Transferring Skills From the Classroom to Life
- By Marina Belousova
- Nov. 24 2009 00:00
Imagine that you are asked to eat a bowl of Cheerios with one hand hidden behind your back and the other holding a spoon, keeping your elbow and wrist straight. What would be your first reaction?
And now imagine a class of primary school children sitting in pairs with a bowl of Cheerios between them, trying to solve this problem. Visualize them trying and exploring until one of them stumbles on the idea to feed the other. Picture the excitement when the others pick up on the idea, and feel the warmth and happiness when they realize that the best way to have your own needs taken care of is by caring for another person. This is just one of the many life tools that children acquire in Success For Kids classes.
SFK is a child-focused, nonprofit international organization with an established reputation. The mission of SFK is to provide free outreach classes to schools and community centers that empower children to manage life’s challenges. SFK’s mission is to give children the tools to realize their full potential. SFK teaches problem solving, self-esteem, social competence skills, and gives a sense of autonomy and direction to build emotional intelligence. These are the foundations necessary for leading a meaningful life, regardless of whether or not children come from “normal” or underprivileged backgrounds.

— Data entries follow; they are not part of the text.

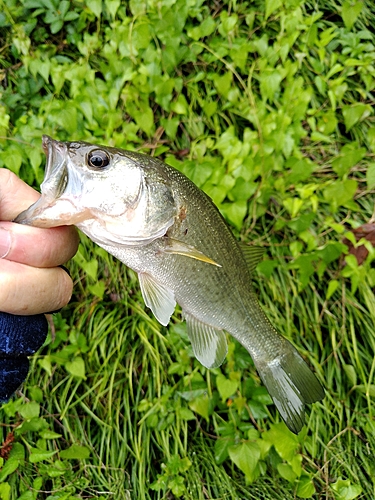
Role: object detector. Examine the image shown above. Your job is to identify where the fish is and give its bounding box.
[15,136,324,434]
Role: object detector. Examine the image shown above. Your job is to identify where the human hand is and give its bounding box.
[0,168,79,315]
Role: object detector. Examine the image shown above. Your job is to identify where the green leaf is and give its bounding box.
[216,373,238,401]
[86,0,102,17]
[323,179,358,212]
[265,0,282,19]
[341,0,363,30]
[187,16,216,41]
[332,148,366,177]
[366,163,375,189]
[326,280,339,300]
[228,442,260,483]
[214,437,234,465]
[104,0,120,19]
[60,444,90,460]
[221,200,247,229]
[0,483,10,500]
[260,68,282,101]
[263,423,300,462]
[342,364,357,386]
[189,394,210,422]
[39,430,61,439]
[331,479,362,500]
[65,356,86,380]
[29,447,57,464]
[342,103,372,132]
[296,475,315,498]
[0,458,20,483]
[18,401,40,419]
[277,463,298,483]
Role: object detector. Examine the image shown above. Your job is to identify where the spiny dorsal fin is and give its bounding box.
[240,243,264,274]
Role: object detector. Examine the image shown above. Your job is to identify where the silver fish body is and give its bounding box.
[16,136,324,433]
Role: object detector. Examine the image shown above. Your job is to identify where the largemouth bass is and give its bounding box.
[16,136,324,433]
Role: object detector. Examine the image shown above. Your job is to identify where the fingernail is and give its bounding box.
[0,226,12,259]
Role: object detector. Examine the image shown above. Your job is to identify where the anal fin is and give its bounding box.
[186,314,228,368]
[138,273,176,326]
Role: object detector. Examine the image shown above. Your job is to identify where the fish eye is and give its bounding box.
[87,149,109,169]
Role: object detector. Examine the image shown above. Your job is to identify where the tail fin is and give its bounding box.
[257,339,324,434]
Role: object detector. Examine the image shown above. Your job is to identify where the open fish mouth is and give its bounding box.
[14,135,87,228]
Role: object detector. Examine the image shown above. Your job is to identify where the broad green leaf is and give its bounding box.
[342,103,372,132]
[187,16,216,41]
[332,148,366,177]
[331,479,362,500]
[277,463,298,483]
[221,200,247,229]
[326,280,339,300]
[263,423,300,462]
[265,0,282,19]
[0,458,20,483]
[216,374,238,401]
[29,447,57,464]
[60,444,90,460]
[189,394,210,421]
[214,437,234,465]
[341,0,363,30]
[86,0,103,17]
[0,483,11,500]
[296,475,315,498]
[323,179,358,212]
[104,0,119,19]
[228,442,260,483]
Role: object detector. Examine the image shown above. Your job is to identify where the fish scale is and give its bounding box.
[16,136,324,433]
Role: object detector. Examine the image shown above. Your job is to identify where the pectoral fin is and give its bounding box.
[163,238,221,267]
[138,273,176,326]
[186,314,228,368]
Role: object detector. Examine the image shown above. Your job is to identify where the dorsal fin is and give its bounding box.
[240,243,264,274]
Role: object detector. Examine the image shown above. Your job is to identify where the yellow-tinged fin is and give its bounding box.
[163,238,221,267]
[240,243,264,273]
[138,273,176,326]
[186,314,228,368]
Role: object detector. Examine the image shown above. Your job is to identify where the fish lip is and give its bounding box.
[14,135,74,227]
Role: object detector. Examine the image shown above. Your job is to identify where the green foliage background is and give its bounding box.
[0,0,375,500]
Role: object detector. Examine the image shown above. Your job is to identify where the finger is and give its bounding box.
[0,168,40,220]
[0,259,73,315]
[0,222,79,267]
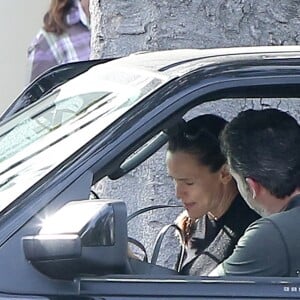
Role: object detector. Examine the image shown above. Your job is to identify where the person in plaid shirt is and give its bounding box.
[28,0,91,82]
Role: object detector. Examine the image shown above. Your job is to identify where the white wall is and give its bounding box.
[0,0,50,114]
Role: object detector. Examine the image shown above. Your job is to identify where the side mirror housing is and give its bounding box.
[22,199,128,279]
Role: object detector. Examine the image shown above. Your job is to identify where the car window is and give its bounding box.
[0,65,169,211]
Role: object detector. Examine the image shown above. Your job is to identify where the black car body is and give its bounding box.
[0,46,300,299]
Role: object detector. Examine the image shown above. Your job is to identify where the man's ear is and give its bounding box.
[220,164,232,184]
[246,177,261,199]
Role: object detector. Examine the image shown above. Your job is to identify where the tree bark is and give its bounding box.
[90,0,300,267]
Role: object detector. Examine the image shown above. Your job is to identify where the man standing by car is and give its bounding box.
[210,109,300,277]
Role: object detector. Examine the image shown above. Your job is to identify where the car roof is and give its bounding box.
[110,46,300,77]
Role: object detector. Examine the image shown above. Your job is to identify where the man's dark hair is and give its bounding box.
[168,114,227,172]
[221,109,300,198]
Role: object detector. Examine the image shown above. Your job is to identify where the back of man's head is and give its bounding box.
[221,109,300,198]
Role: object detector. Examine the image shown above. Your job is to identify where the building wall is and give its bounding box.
[0,0,50,113]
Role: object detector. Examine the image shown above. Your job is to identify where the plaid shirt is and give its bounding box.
[28,1,91,81]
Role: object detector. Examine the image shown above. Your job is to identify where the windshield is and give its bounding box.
[0,63,168,211]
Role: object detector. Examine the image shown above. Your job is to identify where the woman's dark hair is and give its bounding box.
[168,114,227,172]
[44,0,74,34]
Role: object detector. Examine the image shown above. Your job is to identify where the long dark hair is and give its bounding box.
[44,0,74,34]
[168,114,227,172]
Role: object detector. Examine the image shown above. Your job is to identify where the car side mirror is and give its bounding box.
[22,199,128,279]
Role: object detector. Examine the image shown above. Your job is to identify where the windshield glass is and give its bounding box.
[0,63,168,211]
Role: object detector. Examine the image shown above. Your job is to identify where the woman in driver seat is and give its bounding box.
[166,114,259,275]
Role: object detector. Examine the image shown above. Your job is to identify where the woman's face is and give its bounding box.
[166,151,222,219]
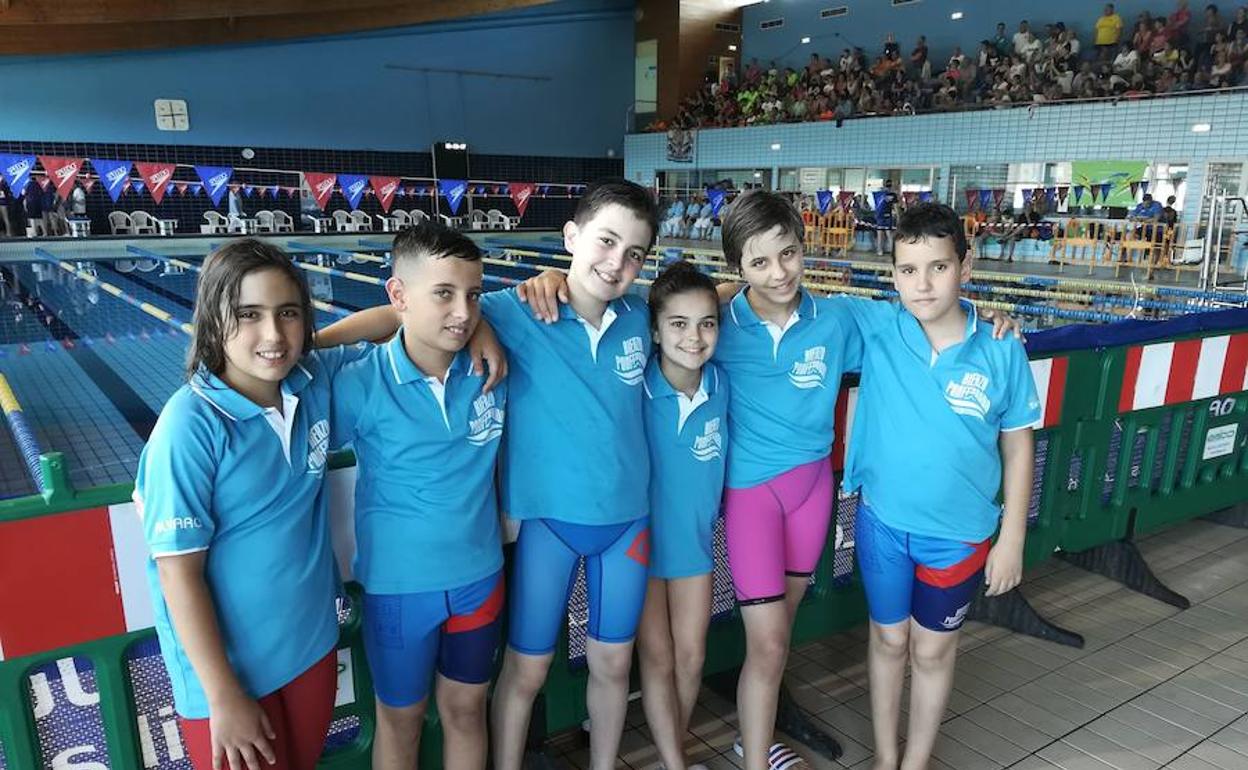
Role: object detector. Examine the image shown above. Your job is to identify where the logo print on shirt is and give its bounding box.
[789,344,827,389]
[615,337,645,386]
[308,419,329,474]
[691,417,724,463]
[945,372,992,421]
[468,393,503,447]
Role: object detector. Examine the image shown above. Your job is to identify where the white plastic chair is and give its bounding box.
[109,211,135,236]
[198,211,230,235]
[130,211,156,236]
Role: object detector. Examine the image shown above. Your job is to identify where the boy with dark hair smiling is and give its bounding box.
[844,203,1040,770]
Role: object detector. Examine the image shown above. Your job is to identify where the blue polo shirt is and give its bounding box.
[333,329,507,594]
[135,348,353,719]
[645,356,729,578]
[715,287,862,489]
[480,288,650,524]
[844,300,1040,543]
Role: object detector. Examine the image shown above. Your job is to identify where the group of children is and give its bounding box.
[135,180,1040,770]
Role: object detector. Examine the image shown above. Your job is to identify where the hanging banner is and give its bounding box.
[303,171,338,211]
[338,173,368,208]
[507,182,533,217]
[135,163,176,205]
[813,190,832,215]
[195,166,233,206]
[368,176,402,213]
[91,157,134,203]
[39,155,86,201]
[0,154,35,198]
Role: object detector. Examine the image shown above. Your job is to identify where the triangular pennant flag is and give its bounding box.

This is accomplished using the curriculum that is aimed at getting difficult concepts and notions over to children from 7 years old to 12 years old as a base. Each lesson is held in a very interactive way. In groups of 10 to 15, children tell stories, play games, watch puppet shows and create art projects.
The RAND Corporation, a nonprofit research organization providing objective analysis and effective solutions to address the challenges facing the public and private sectors around the world, has conducted a multi-site, quantitative evaluation of SFK programs measuring behavioral outcomes based on the well-known BASC-2 system for children. It found that the program had beneficial effects on virtually every domain covered by the BASC-2. In particular, the program had medium to large effects on adaptive skills which include adaptability, social skills, leadership, study skills, and communication skills. Of significant interest is the finding that the program positively affected school-related outcomes, even though SFK is not an academic intervention. Specifically, the program improved reported study skills and reduced reported learning problems and attention problems.

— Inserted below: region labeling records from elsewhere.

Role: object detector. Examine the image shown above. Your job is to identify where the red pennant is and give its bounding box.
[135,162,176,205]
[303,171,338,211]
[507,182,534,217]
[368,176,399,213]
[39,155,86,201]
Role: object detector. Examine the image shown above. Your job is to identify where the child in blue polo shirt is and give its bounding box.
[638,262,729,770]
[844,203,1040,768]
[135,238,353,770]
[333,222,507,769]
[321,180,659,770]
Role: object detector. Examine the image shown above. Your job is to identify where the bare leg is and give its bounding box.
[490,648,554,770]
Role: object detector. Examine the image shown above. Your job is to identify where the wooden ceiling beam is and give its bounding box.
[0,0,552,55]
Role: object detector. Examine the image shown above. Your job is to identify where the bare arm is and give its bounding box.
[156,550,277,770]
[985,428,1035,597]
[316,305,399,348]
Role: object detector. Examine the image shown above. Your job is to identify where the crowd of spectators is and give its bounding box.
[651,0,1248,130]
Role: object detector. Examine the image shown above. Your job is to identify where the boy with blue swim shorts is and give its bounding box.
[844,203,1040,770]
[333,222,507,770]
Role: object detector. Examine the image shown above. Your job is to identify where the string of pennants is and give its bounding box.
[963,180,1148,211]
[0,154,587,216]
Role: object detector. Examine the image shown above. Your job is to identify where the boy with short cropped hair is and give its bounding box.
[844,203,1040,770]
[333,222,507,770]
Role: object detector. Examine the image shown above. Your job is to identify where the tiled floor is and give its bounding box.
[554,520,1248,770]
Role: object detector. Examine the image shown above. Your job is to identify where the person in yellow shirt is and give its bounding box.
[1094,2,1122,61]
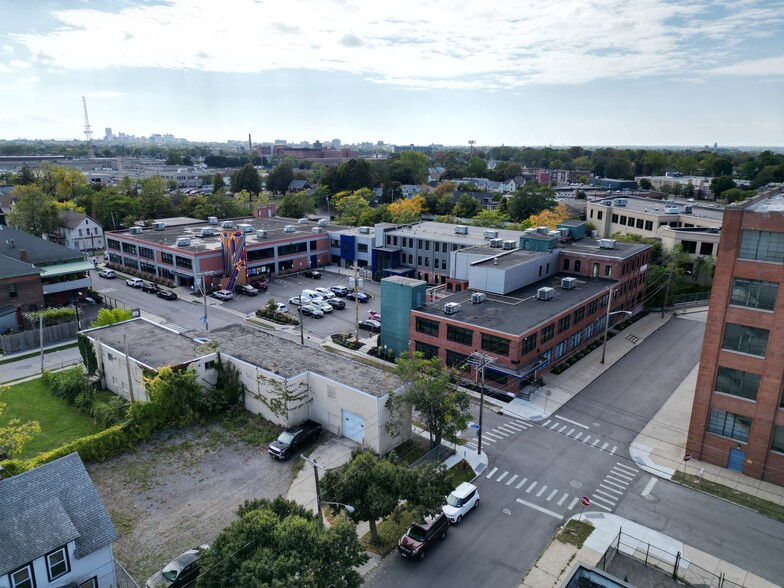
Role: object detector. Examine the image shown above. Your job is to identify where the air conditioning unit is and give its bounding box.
[561,278,577,290]
[536,288,555,300]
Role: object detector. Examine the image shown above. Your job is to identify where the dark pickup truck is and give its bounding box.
[267,421,321,461]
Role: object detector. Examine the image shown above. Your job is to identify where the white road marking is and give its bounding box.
[517,498,563,521]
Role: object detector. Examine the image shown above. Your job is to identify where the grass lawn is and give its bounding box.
[0,378,101,459]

Last year, SFK Russia raised initial funds from a handful of private individuals for the pilot, and reached out to over 430 children in Moscow and Moscow region, across three schools and three orphanages, giving children tools for self-awareness and transforming their reactive behavior into a proactive and sharing choices. Two teachers with degrees and years of experience working children from all backgrounds, with the help of caring volunteers and in cooperation with the host institutions’ staff, create a fun learning atmosphere for the kids to test some of the concepts in practice and generate insights about how to deal with each other. Positive feedback from school staff, parents and children proves that the pilot year has yielded strong results.

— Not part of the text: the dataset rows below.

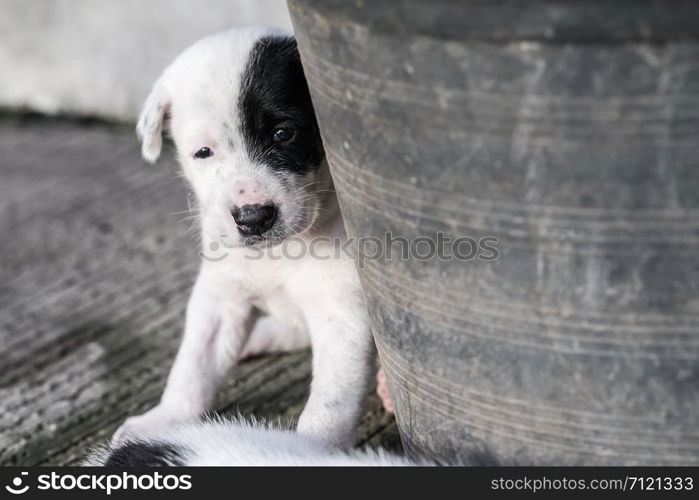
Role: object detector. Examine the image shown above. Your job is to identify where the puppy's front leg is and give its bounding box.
[112,273,255,443]
[297,298,375,447]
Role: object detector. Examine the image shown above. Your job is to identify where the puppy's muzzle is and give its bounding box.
[231,202,277,236]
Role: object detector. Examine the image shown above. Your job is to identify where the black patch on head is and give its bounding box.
[104,443,184,467]
[238,36,325,175]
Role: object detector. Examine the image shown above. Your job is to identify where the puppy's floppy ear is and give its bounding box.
[136,78,170,163]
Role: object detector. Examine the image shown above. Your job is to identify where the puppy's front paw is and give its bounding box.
[111,406,180,447]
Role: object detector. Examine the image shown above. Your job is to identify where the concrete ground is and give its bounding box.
[0,116,400,466]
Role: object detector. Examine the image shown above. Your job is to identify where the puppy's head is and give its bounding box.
[137,28,330,246]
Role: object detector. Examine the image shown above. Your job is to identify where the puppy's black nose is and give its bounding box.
[231,202,277,236]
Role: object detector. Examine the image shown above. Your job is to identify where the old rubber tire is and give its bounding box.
[290,0,699,465]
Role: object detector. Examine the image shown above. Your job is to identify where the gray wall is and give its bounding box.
[0,0,291,121]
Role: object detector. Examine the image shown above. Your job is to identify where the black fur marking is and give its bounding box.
[104,443,184,467]
[238,36,325,175]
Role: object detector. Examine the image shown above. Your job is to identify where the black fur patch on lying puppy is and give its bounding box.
[104,442,184,467]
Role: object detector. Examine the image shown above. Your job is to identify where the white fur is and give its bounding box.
[89,420,418,466]
[113,28,374,446]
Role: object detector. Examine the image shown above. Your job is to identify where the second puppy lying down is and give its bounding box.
[89,420,417,467]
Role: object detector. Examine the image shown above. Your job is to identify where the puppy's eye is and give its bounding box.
[194,148,214,160]
[272,127,296,143]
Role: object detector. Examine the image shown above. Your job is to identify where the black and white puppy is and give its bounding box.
[113,28,375,447]
[94,420,416,467]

One mother of two school-aged boys who took the program shared her experiences with me. “The other day, I was getting really impatient with my boys as they were going back and forth between their room and the hallway as we were leaving for the first trial class at a new boxing club,” she said. “They had been looking forward to it, albeit with apprehension, but their sneakers, t-shirts and street clothes were all over the place. Of course, I started to chivy them and raise my voice. Is it not the standard scenario played out in front of us by our grandmas, parents, schoolteachers, as well as in books and movies? Then, out of the blue, my 9-year old says, ‘Mom, right now you are reacting automatically, shouldn’t you stop?’ This was disarming, because he was so right. I stopped and we left all packed-up and smiling in no time. This was one of the SFK lessons in action. I would recommend it to everyone.”